We dunked them in wood hardener for a few hours (or sometimes overnight), then dried for 24 hours. This helped keep the finishing cuts from tearing out at the grain and maybe contributed a bit of tensile strength to the blanks. I'd guess it penetrates about 30 thou into the surface of the wood based on how the cuts behaved.
At this point we spent a fair bit of time figuring out exactly how big to make things, which required a lot of fiddly measuring of things. We got it wrong a couple times...
To hold the rings for the finish cuts I made a handful of fixtures of two primary types. First, for outside turning, an expanding collet:
This one was a pain to use. The taper on the nut is about 10 degrees which gives a fair bit of expansion but also means that the difference between a tight grip and a snapped ring is about half a turn. I think we scrapped three rings due to that alone; wood really does not like tension. Combining the taper and the nut in one part gave about a 10 thou repeat error as the taper and the threads are not exactly concentric. It'd be better to have a separate tapered part that could self-center and a bolt/nut that just provides the tension. There's some challenge in that, though, as this fixture needs to be safe for hand file work (so the less stuff sticking out the end, the better) and the diameter is pretty small.
The lip on the fixture is quite handy for getting the sides of the ring square and parallel. We hand-filed the radius profile on the ring at this point. A bright white background and a magnifier makes for some pretty precise eyeballing!
Once the outside was done, we fit them into a contracting collet that we used to finish the inner diameter:
This was a bit easier to use, but a couple of these missed the lip on the inside that makes life easy. The inner radius we did with sandpaper.
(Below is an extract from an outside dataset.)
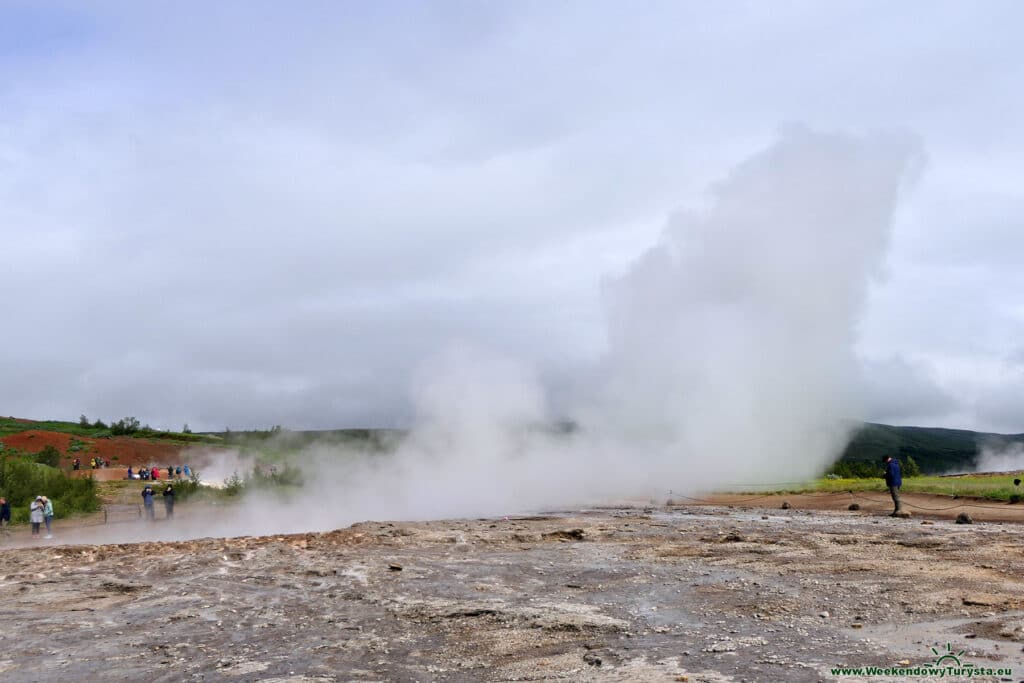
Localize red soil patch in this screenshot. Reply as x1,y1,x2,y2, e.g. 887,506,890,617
0,429,212,470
After that, we finished the rings with a bunch of hand sanding and several coats of wipe-on polyurethane. It gives a pretty good finish and doesn't stick to skin the way some finishes tend to.
The finished product:
and an extra detail on the oak ring:
Yeah they do! I get why swarf looks pretty but people make way too big a deal about it. Delrin -- what I made the fixtures from -- is fun for roughing cuts; you can get the feed rate up fast enough for it to stop stringing and ball up into tiny chips that shower all over. Also a good way to learn to keep your mouth shut while running the machine.